Protestation des habitants de Recouvrance, et fondée en droit.
Un arrêt du Conseil d'État du 25 février 1689 n'a-t-il pas décidé, en effet, que sur trois maires, on en élira deux parmi les habitants de Brest et le troisième parmi ceux de Recouvrance.
Cet arrêt vient d'être remis en vigueur en 1747.
Or, depuis 1733, par suite des vicissitudes continuelles éprouvées par l'Administration municipale, aucun candidat n'a été choisi parmi les habitants de Recouvrance.
L'assemblée des électeurs ne tint aucun compte de cette protestation et, par 45 voix sur 60 votants,
M. Pierre Betbédat fut élu maire de Brest.
C'était un Bordelais, négociant en vins, établi à Brest depuis 1720, procureur-syndic de la Communauté, propriétaire du manoir de Kerdivizien, en Plourin.
Il mourut à Brest le 4 octobre 1758, à l'âge de 62 ans.
M. Betbédat fut installé comme maire, le Ier janvier 1748, dans l'église Saint-Louis, où, sur la demande de M. Gourio, recteur de cette paroisse, le duc de Penthièvre avait consenti que se fît la cérémonie d'usage, jusqu'alors pratiquée dans l'église des Sept-Saints.
Avant d'entrer dans l'église, il s'agenouilla au pied d'un prie-Dieu, en face de la porte principale.
La main sur le livre des Évangiles, il prêta le serment de garder et conserver les droits et intérêts de l'Église, ainsi que de la religion catholique, apostolique et romaine.
À la sortie du cortège, il s'arrêta à l'endroit où l'on avait placé, au niveau du pavé, « une pierre expressément percée d'un rond au milieu, et mit le talon dans le rond, censé le centre de la ville ».
Là, il prêta serment, devant le sénéchal, « de se bien et fidèlement comporter dans les fonctions de maire, de conserver les droits du Roi, les privilèges et prérogatives de la ville, les ordonnances de police, comme aussi de protéger les pauvres, les veuves et les orphelins. »
Quelques mois après l'installation de M. Betbédat, la Bretagne fut comprise, par l'arrêt du Conseil d'État du 9 avril 1748, pour une somme de 600.000 livres, dans le remboursement à faire au sieur Leclercq, qui avait acheté les offices municipaux.
La part afférente à la ville de Brest fut de 2.400 livres par an.
Elle était établie pour six ans, mais elle subsista jusqu'à la Révolution.
Tous les offices furent acquis an nom de M. Antoine Raby, négociant, et le corps municipal fut ainsi constitué, après les élections du 19 juin 1748 :
Échevins : MM. Guillaume Labbé, notaire, et Bernard Le Milbéo, procureur au Siège royal.
Procureur-syndic : M. Allain Martret, sieur de Préville, notaire.

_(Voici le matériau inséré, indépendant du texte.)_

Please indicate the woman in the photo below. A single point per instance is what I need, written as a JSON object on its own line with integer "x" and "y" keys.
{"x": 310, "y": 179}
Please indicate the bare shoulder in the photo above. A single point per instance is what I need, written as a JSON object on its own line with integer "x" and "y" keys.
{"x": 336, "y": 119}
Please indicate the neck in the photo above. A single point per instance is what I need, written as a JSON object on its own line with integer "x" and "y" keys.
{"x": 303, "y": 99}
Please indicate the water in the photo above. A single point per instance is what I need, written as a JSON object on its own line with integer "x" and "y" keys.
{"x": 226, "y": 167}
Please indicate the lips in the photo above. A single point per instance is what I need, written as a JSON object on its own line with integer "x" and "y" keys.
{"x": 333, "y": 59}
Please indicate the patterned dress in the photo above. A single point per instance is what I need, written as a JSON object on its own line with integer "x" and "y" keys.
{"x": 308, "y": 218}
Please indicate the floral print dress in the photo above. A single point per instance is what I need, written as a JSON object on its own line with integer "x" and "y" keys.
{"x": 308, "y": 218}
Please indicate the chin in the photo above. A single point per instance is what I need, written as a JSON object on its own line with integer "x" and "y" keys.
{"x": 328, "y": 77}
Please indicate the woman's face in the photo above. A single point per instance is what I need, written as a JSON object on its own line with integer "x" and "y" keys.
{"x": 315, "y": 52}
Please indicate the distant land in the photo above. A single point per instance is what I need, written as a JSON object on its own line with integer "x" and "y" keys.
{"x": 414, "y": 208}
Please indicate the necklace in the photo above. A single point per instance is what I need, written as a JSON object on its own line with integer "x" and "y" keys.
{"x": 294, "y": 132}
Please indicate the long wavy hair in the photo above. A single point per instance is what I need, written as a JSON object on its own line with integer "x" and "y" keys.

Conseillers : MM. René Champérault ; Louis Debon, négociant ; Antoine Raby, négociant ; Jean Guesnet, notaire et procureur au Siège royal.
Conseiller garde-scel : M. Romain Malassis, maître imprimeur.
Substitut du procureur-syndic : M. Alain de Rosiliau.
Greffier : M. Olivier Varsavaux.
Sous l'administration de M. Betbédat, la Communauté s'occupa principalement du service des eaux.
La fontaine de Troulan, dans la Grand'Rue (au n° 79 actuel) est démolie.
On réédifie celle située au bout de la rue des Carmes, près les glacis du Château,
La construction d'une nouvelle fontaine est décidée sur la place Médisance, d'après les plans de l'ingénieur Frézier.
La rue du Château est prolongée, en 1748, de la rue Traverse à la rue d'Aiguillon.
La rue du Passage (aujourd'hui rue Guyot) est ouverte, « pour communiquer de la Grande Rue, près le Trésor de la Marine, avec celle de Keravel ».
La municipalité vient en aide à ses deux églises paroissiales de Saint-Louis, à Brest, et Saint-Sauveur, à Recouvrance, églises récentes et encore inachevées,
L'église Saint-Louis, commencée en 1688, a été l'objet de longs procès entre la ville et les Jésuites, qui lui en disputaient la possession.
Ses bas-côtés sont à construire.
« Les Jésuites s'emparèrent de l'église, dit une délibération, et ne la rendirent à la ville en 1742, moyennant 50.000 livres, que parce qu'il fallait faire trop de réparations. »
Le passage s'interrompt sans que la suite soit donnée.